This is my list in response to Seth Godin’s year 2010 ship list. Initially, I could only think of 2 or 3 items. I sat down and looked through my blog archives for ideas. It turns out I didn’t do too bad.
First, a definition of the word “ship”. When you ship something, it means you created something and put it out in the world to see. It means you did something that other people can comment on, improve on, hate on (that can happen). Maybe you wrote a useful ebook and told everyone about it. Maybe you painted a garden and put it on your website for sale. Maybe you stood in front of hundreds of people and talked about your ideas. Maybe you organised an event to get people aware of a cause. The conditions are that it must be done, and it must be out there in public.
So here’s my list:
- Launched Math Wizard, a Dungeons & Dragons game supplement.
- Presented at Barcamp twice. The first time was a disaster. The second time was better (I talked about e-zines).
- Gave free stuff on the blog for the first time, because it was a special day. I thought there would be zero responses, but I was surprised.
- Launched my own online magazine, Singularity in June 2010. Whaddaya know, 7 issues already (not counting January 2011 issue)!
- Swallowed my fear and asked people for interviews for my magazine. I interviewed Parker Emmerson, Alex Hall, Iain Broome and Matt Pearce.

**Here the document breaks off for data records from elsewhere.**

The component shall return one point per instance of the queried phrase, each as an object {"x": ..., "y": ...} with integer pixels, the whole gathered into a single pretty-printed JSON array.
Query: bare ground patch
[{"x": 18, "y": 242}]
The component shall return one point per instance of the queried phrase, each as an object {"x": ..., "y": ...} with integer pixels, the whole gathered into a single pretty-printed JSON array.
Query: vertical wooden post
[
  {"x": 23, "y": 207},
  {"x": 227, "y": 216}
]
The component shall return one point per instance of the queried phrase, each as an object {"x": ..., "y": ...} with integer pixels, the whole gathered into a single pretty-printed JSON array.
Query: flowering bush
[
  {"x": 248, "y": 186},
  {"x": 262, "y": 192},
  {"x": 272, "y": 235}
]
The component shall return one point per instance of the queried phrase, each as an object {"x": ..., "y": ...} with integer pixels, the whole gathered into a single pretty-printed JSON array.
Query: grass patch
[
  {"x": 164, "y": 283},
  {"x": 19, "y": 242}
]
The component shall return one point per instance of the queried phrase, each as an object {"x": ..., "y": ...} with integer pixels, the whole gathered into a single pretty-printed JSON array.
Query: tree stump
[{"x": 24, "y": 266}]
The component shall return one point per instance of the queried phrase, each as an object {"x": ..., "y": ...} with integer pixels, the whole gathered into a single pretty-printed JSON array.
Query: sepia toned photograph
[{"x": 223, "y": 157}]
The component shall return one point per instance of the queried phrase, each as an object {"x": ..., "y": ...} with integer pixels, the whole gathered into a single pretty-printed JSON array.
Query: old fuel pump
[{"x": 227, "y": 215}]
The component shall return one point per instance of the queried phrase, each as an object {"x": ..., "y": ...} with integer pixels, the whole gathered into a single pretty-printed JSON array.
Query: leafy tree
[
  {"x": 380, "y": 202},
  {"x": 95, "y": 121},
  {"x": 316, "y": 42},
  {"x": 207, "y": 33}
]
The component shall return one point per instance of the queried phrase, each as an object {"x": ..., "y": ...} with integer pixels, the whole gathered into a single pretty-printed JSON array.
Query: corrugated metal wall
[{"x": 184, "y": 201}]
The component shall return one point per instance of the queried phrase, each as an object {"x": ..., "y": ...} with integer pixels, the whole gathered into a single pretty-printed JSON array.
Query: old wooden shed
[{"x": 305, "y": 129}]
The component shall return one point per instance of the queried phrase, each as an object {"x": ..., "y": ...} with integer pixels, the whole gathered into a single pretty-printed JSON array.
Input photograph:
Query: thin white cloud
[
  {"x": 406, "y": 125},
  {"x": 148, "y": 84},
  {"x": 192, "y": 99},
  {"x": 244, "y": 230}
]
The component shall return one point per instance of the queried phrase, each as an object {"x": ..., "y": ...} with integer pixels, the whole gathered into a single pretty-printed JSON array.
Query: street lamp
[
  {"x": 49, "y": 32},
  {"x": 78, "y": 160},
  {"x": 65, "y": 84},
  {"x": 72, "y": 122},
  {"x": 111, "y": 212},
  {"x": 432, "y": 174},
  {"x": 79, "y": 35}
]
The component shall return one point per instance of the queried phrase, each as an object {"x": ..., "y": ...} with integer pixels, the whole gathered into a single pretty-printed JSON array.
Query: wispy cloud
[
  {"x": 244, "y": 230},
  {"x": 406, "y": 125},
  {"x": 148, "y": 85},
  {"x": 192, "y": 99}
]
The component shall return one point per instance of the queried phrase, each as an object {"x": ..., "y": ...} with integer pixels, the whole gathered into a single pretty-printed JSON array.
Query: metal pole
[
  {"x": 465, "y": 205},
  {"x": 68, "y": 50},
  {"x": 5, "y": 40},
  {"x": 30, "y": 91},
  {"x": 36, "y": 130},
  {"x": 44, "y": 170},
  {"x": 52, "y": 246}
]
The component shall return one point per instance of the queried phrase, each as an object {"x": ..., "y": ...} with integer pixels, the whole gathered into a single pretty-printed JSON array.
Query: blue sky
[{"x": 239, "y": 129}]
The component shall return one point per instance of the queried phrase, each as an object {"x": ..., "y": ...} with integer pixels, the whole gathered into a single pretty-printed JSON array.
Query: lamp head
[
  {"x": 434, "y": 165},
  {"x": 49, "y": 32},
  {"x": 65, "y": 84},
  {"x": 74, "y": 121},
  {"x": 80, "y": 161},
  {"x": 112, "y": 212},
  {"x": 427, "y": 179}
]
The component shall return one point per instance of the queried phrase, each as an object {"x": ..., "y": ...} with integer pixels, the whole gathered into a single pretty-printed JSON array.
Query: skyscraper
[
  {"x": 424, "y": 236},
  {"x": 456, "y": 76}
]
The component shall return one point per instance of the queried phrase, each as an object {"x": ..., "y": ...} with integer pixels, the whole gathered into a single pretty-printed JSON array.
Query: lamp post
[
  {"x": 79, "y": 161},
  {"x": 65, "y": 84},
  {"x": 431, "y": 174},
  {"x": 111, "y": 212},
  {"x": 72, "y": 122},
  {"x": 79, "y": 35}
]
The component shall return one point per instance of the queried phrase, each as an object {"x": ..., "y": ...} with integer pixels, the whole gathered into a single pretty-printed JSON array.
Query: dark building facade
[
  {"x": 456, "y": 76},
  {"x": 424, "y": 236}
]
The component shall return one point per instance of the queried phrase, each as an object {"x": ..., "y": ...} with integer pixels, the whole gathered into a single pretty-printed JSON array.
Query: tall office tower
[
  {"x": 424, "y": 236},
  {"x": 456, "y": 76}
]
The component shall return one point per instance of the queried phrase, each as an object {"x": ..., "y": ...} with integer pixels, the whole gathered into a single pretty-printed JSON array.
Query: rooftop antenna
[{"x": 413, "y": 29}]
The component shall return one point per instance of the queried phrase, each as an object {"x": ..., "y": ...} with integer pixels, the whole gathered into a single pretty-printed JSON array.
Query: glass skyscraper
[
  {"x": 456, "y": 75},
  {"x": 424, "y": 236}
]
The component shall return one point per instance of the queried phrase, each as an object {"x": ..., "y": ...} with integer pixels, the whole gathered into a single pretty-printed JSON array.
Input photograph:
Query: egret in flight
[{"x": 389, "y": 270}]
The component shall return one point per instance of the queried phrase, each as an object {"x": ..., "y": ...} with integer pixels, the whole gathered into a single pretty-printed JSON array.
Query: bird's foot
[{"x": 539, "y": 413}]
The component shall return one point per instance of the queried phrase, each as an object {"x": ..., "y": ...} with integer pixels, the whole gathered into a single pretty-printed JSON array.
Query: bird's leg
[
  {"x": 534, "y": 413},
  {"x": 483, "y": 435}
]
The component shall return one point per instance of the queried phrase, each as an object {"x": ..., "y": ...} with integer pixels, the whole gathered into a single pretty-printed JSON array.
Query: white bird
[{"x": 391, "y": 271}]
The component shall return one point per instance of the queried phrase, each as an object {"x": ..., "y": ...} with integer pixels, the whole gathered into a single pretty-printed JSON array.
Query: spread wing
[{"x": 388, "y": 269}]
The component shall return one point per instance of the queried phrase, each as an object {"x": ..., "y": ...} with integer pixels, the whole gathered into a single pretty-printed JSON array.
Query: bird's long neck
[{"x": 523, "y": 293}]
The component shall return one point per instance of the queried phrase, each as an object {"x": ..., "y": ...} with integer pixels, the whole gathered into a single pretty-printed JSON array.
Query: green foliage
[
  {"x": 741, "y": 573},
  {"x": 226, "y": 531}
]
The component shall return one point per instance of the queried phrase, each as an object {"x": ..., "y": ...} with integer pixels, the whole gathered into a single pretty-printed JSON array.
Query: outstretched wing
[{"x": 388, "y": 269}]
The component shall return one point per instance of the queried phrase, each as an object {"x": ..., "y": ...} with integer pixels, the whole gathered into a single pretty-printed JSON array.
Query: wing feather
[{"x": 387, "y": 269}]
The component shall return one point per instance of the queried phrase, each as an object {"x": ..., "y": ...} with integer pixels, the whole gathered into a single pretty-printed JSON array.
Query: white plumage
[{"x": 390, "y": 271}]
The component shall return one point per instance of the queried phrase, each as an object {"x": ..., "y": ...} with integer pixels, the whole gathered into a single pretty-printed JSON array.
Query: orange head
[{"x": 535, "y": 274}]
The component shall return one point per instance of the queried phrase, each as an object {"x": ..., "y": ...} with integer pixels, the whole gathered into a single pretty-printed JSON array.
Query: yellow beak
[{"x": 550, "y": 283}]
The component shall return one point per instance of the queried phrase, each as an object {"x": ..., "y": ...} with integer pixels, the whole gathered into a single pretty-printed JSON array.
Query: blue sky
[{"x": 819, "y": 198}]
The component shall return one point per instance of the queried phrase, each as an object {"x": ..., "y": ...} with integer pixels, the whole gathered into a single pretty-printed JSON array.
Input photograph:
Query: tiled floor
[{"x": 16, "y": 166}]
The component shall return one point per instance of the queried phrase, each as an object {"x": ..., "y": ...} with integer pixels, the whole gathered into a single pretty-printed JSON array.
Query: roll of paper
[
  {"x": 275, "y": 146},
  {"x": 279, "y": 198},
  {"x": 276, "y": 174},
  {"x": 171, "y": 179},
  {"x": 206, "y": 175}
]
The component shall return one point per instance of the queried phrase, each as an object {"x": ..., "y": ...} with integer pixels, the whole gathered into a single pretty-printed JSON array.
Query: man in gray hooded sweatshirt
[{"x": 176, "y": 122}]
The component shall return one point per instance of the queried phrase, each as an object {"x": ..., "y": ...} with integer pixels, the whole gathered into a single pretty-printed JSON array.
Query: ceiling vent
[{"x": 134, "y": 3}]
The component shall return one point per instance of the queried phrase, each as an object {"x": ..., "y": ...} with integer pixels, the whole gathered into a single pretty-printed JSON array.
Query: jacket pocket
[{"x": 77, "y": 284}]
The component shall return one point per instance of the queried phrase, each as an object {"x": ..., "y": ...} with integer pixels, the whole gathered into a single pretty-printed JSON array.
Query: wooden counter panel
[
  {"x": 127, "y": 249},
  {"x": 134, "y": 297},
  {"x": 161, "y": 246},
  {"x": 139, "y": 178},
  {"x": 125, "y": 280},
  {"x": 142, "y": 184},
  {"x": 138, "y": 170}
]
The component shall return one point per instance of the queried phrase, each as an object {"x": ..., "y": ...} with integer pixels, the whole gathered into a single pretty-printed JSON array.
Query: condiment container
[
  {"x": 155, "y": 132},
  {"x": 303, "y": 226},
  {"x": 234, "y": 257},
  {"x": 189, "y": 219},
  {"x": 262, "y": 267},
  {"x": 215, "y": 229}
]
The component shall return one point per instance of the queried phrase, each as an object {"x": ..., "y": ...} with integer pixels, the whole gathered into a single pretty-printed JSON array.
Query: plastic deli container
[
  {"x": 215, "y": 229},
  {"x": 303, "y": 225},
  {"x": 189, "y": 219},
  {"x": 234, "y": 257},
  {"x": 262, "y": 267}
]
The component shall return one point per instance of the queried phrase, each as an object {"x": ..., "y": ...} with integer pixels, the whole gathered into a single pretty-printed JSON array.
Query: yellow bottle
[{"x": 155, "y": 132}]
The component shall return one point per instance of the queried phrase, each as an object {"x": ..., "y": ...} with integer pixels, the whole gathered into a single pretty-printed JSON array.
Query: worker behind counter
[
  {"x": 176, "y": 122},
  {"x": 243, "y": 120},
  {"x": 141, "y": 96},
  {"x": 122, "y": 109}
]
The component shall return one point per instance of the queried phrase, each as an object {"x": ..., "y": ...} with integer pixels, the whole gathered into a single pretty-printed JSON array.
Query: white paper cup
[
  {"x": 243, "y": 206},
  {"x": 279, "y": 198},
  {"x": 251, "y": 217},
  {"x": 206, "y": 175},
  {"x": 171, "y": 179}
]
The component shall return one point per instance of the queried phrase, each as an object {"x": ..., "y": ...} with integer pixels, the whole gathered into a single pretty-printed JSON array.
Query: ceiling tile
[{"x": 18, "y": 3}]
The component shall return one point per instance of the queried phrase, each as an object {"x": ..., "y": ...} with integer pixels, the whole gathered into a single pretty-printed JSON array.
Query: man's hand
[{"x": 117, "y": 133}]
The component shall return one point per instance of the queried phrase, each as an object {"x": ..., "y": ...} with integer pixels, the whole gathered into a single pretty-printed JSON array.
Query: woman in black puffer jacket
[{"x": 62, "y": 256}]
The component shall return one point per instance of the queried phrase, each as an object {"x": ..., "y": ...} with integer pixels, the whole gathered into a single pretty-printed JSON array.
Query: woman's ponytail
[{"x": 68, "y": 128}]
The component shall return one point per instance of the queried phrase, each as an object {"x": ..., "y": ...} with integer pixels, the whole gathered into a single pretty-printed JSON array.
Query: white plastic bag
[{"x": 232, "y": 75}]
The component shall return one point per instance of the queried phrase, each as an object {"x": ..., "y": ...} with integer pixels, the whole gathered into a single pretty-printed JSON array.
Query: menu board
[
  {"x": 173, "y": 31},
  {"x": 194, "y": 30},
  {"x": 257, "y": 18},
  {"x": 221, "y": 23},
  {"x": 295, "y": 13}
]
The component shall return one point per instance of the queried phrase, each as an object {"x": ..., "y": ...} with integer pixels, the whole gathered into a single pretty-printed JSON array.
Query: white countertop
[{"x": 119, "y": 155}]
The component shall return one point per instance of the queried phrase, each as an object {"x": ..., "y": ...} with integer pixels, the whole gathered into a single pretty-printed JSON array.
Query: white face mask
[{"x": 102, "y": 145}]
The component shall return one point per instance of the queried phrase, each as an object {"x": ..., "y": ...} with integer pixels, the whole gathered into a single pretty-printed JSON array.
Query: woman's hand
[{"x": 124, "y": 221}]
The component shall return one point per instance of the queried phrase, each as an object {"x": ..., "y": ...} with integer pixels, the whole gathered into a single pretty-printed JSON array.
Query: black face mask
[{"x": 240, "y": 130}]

- Did a voice recording for money.
- Learnt to draw with a pencil. Check out my landscape drawing and window view drawing.
- Launched my store. Will be adding more products (such as my Excel Open XML programming guide, but it doesn’t count as “shipped” since it’s delayed). Buy a T-shirt! Support my magazine!
- In an effort to ignite my creativity, I did a No-Mirror diet. Yes, I dared to not shave for a week.
I also helped people with queries including programming, maths, and business-related concepts. I’ve even received engineering problems, although I didn’t do anything (I asked an engineer friend for help). It’s just that I seem to get requests for help, and sometimes they’re strange queries… I’m not sure if these count as shipping, but the prominent ones are with negative numbers in business reports, long-term percentage contribution and reverse engineering a quadratic Bezier curve.
Ok, so I managed to do a lot. So tell me, what did you ship in 2010?